Yes there are programs for Bedouins to improve themselves academically and economically, but the following is what Sheikh Jamal and members of the school administration told us on that visit – “we need our own college for higher Islamic learning. I cannot send my sons abroad to study shari’a, as they may absorb extremist views, which we do not want. We teach a moderate form of Islam”. One Blickle participant asked, “are you Sufi?” and the Sheikh smiled and responded, “I accept all Muslims and I accept the Sufi, but we are Sunni Muslims.”
Sheikh Jamal went to South Africa for several months with his son to attend a course in memorizing the Qur’an. “I was not successful at it, but my son was.”
Accompanying his son touches upon another point – the importance of family cohesiveness.

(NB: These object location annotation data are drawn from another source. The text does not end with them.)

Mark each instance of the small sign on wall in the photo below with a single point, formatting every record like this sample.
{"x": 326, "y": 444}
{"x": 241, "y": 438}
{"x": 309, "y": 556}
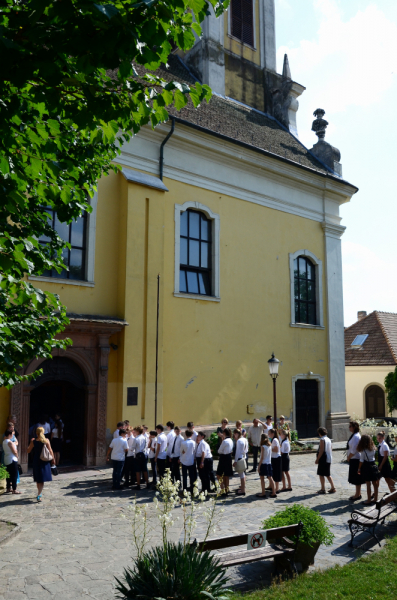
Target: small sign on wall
{"x": 132, "y": 396}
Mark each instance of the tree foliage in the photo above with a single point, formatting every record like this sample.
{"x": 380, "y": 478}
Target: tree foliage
{"x": 391, "y": 390}
{"x": 70, "y": 97}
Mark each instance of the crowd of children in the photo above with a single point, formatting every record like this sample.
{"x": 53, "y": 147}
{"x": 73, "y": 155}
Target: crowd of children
{"x": 189, "y": 456}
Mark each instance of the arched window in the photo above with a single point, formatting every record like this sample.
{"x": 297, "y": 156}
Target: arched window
{"x": 374, "y": 402}
{"x": 305, "y": 291}
{"x": 242, "y": 21}
{"x": 195, "y": 253}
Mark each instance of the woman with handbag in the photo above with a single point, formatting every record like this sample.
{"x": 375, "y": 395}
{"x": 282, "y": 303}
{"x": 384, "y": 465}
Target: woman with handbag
{"x": 368, "y": 467}
{"x": 42, "y": 458}
{"x": 239, "y": 461}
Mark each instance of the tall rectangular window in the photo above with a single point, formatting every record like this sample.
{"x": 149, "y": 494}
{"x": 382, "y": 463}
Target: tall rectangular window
{"x": 195, "y": 253}
{"x": 75, "y": 234}
{"x": 242, "y": 21}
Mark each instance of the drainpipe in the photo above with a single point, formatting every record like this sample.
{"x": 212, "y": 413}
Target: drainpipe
{"x": 163, "y": 143}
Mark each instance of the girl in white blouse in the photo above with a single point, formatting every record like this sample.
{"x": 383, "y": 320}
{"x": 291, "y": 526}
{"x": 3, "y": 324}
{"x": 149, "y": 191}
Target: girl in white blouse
{"x": 367, "y": 467}
{"x": 383, "y": 460}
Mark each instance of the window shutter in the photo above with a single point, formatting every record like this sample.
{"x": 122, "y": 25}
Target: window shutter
{"x": 242, "y": 21}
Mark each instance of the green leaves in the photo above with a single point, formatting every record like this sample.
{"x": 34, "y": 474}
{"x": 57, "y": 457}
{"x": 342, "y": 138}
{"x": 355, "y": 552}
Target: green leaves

Each extended hamula gathers on a weekly basis, in some cases, the gathering is so large that two days are necessary – “on Friday we see my family, on Saturday we see my wife’s family,” quipped Sheikh Jamal. An additional difficulty in sending sons abroad to learn sharia is their lack of ongoing connection with the hamula, and thus the preservation of their traditions and moderate interpretation.
In regarding the role of the Jewish community in peacemaking in this land, are we trying to have a deeper connection, a feeling of caring for the entire space, in awe of having been granted a chosen status? If it is our land, we should want every flower to blossom, every community to thrive. We must not reduce peacemaking to granting favors in return for keeping quiet, nor to imposing school curricula and lifestyles out of step with the local values. If their leaders are saying that they need a college for Islamic studies right where their families dwell, with whom they are tightly bound, and where they can monitor the interpretation to thwart extremism, that may actually be good for Israel, and may be what we are called to do.

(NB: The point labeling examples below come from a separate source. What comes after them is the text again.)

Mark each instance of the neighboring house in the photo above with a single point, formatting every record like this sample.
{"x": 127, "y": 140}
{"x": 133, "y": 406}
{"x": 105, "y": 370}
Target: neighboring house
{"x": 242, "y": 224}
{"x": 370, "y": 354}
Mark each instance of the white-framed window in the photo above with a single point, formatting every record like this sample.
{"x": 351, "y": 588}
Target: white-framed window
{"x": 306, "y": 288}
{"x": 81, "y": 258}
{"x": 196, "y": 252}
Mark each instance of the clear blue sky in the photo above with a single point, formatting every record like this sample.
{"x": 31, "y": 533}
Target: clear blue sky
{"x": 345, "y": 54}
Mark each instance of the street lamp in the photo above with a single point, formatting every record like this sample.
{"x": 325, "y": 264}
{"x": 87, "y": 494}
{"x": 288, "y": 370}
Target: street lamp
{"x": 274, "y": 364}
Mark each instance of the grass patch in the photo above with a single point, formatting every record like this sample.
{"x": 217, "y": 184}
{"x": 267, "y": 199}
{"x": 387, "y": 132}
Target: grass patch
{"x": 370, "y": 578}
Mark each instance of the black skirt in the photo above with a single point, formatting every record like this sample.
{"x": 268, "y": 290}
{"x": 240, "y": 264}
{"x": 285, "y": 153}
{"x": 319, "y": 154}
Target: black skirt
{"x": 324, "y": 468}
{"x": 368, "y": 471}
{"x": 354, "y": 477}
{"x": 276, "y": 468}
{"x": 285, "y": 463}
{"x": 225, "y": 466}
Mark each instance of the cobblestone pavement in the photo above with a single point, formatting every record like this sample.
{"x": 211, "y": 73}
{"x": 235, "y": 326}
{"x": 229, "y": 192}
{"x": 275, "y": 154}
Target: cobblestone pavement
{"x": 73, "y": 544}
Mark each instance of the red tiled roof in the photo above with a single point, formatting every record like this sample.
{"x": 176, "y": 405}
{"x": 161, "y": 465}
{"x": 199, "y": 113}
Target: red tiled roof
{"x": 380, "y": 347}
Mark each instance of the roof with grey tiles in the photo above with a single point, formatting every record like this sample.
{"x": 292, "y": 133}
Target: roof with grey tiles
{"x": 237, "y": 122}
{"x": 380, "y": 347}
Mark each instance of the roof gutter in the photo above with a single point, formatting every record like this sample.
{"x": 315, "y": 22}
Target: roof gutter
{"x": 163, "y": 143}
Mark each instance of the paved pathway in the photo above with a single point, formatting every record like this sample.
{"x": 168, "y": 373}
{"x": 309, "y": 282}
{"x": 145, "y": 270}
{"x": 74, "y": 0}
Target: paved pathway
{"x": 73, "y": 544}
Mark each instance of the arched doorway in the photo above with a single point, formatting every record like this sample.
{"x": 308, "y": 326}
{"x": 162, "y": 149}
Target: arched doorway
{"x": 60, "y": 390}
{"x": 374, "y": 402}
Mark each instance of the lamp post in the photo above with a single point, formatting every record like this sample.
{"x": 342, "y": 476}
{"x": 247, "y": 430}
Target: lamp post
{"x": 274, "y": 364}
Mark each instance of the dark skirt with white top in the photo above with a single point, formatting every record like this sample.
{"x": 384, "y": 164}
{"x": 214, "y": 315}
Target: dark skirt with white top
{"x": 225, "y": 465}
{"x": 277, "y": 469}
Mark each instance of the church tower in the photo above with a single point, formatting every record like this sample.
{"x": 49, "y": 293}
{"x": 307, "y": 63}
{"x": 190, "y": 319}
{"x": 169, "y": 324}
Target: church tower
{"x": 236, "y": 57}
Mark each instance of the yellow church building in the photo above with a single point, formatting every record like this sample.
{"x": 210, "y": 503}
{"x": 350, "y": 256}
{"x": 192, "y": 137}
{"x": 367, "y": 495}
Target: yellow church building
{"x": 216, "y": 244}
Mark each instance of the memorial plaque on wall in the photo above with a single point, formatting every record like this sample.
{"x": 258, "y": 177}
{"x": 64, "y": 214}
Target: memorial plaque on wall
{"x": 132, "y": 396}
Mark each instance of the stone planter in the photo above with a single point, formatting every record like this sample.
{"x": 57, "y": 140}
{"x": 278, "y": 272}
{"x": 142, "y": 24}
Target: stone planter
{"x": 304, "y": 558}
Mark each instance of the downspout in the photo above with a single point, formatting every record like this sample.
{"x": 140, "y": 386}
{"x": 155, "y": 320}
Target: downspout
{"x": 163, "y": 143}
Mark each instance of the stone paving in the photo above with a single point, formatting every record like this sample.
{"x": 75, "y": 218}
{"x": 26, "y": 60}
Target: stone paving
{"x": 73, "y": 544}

So I will hang back a bit as I learn about the needs of different communities, as I admired the first time I ever saw gold jewelry of that hue on the Bedouin woman as she studied the Qur’an. I would like to reach out and touch it, but not wanting to damage it, will consider being available to support the needs that they express, on their terms, in line with their values.

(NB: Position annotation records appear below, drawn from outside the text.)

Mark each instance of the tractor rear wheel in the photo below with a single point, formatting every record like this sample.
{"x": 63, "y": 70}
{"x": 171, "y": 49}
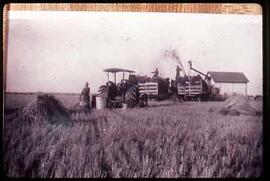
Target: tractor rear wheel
{"x": 132, "y": 96}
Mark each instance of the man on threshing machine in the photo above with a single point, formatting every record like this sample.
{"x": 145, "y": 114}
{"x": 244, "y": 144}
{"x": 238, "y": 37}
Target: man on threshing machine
{"x": 155, "y": 73}
{"x": 85, "y": 97}
{"x": 178, "y": 69}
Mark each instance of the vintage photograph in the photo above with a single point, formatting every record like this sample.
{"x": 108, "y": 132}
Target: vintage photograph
{"x": 133, "y": 95}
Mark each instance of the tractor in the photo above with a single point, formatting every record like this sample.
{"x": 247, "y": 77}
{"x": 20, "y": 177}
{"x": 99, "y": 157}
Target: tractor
{"x": 124, "y": 93}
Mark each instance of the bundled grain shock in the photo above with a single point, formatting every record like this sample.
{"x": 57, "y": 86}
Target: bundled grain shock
{"x": 238, "y": 105}
{"x": 46, "y": 108}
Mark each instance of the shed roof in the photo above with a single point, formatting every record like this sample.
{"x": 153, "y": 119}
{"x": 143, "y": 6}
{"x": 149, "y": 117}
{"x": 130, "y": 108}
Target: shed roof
{"x": 228, "y": 77}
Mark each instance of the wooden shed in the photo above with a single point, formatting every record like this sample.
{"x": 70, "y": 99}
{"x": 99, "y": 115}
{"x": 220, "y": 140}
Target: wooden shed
{"x": 229, "y": 82}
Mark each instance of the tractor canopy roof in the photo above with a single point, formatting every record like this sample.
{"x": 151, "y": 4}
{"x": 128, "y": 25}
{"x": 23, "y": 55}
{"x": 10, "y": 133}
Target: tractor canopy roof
{"x": 115, "y": 70}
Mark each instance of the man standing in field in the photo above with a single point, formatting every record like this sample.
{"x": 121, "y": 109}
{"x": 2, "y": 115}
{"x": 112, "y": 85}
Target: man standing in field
{"x": 85, "y": 97}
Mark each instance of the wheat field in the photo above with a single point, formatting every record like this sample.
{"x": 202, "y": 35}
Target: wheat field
{"x": 165, "y": 140}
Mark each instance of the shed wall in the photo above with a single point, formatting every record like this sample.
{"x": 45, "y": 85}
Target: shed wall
{"x": 231, "y": 88}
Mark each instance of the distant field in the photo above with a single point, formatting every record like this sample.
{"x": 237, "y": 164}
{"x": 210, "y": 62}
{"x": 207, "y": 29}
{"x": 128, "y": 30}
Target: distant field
{"x": 167, "y": 139}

Rebecca Abrahamson is co-director of AlSadiqin, an organization that researches the common heritage of Islam and Judaism. AlSadiqin strives to conform in every way to sharia and accepted convention, with the conviction that conflict resolution occur in line with scriptural values that Muslims and Jews hold dear. Peace agreements that organically grow out of our scriptures and shared histories are truly the key to lasting peace. Rebecca co-hosted a conference on making the UN Resolutions for a Culture of Peace into law at the Knesset, edited “Divine Diversity: an Orthodox Rabbi Engages with Muslims”, began a column in the Israel National News service entitled Giving Voice to Muslims Who Seek Peace and has written in the same vein for the Jerusalem Post and the Jewish Press. She is married to Ben Abrahamson, who is also active in Muslim-Jewish dialogue.